The first happened much earlier at a building site in Colindale, North-West London, where two buildings blazed for hours. So large were the fires that roads were closed off and hundreds of local residents in the surrounding area were evacuated, including staff at the Hendon Police College.

Coincidentally enough, the other notable place that was evacuated as a result of the Colindale fire was the very police station to which Lord Levy had been taken for questioning by the plod after his arrest.

Levy was released on bail of £250,000, but who put up the cash? Who is the firestarter, the twisted firestarter? And how many coincidences does it take to constitute a conspiracy?

Update: Not only was this the second London fire in a day that required the attendance of over 100 fire-fighters, it was also the second fire to befall the Iron Mountain company in as many days, the previous one having occurred a day earlier in Ottawa, Canada. In his analysis of the two fires that hit Iron Mountain facilities, John Webster, writing for Computer World, wrote in summary:

However, there's another significant clue that points in a different direction. It turns out that the London facility contained the records of several prominent attorneys.

Here's my take: The two fires were in fact coincidental. One was an accident (Ottawa) and one was set (London). The London fire was set by a prominent socialite bent on destroying his recently late father's will -- one that did not include him.

Curiouser and curiouser.


The Antagonist said...

Lord Sainbury is in for questioning.
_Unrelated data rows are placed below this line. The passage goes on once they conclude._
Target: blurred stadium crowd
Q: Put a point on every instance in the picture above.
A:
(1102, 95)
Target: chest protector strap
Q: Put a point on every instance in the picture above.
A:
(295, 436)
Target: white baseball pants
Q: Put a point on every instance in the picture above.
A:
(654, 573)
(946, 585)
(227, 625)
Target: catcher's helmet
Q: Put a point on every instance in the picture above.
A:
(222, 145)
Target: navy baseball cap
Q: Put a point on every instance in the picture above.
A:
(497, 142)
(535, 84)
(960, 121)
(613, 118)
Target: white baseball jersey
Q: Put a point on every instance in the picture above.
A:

I wonder how many Nectar points that's going to be worth.

Plod are also having a word with Jon Snow and, elsewhere, Guido fingers Lord Drayson, who apparently organised the terms of his own peerage, without requiring the services of Mr Levy, thereby indicting a certain mass-murdering war criminal who, along with his cronies, should be taken to the Hague once plod have finished with him.

See the cellars of Westminster for updates.

Anonymous said...

'And how many coincidences does it take to constitute a conspiracy?'

Oh, none at all in your case.

But help is available.

The Antagonist said...

At last, an amusing Anonymong. Well done!

Anonymous said...

sorry, 'off-topic'....maybe you should alphebetically order your link list. More user friendly.

The Antagonist said...

Thanks for the UI tip Joan, duly noted. The links list has been due an overhaul for a while now....

Anonymous said...

This search of House of Commons/lords questions have been asked re the Twelvetrees Crescent Iron Mountain Fire in London, throws up some interesting results, (including this:)

7 Nov 2006
Lord Hanningfield (Conservative) Hansard source

asked Her Majesty's Government:

What files were lost by the National Institute for Biological Standards and Control in the fire at the paper records warehouse in Twelvetrees Crescent, London, in July; what impact these losses will have on the institute; whether any work or projects will be affected, delayed or abandoned as a result of the fire; and what costs were incurred.

Lord Warner (Minister of State (NHS Reform), Department of Health) Hansard source

The files lost in this fire were 71 boxes of scientific test records from the National Institute for Biological Standards and Controls (NIBSC) immunology, haematology and bacteriology divisions and some staff health records of former employees.

Most of the consequences of the losses are contingent on future events. The loss of the scientific records could make replacement of some future international standards more demanding on the NIBSC and collaborating laboratories, although only one of the 15 standards concerned is likely to be replaced in the foreseeable future. The loss of the staff health records might hinder the institute's response to any future legal action by a past employee. The institute is not aware of any such action being considered by any former staff member whose records were affected.

Will there be a future link to a Bird Flu type scam?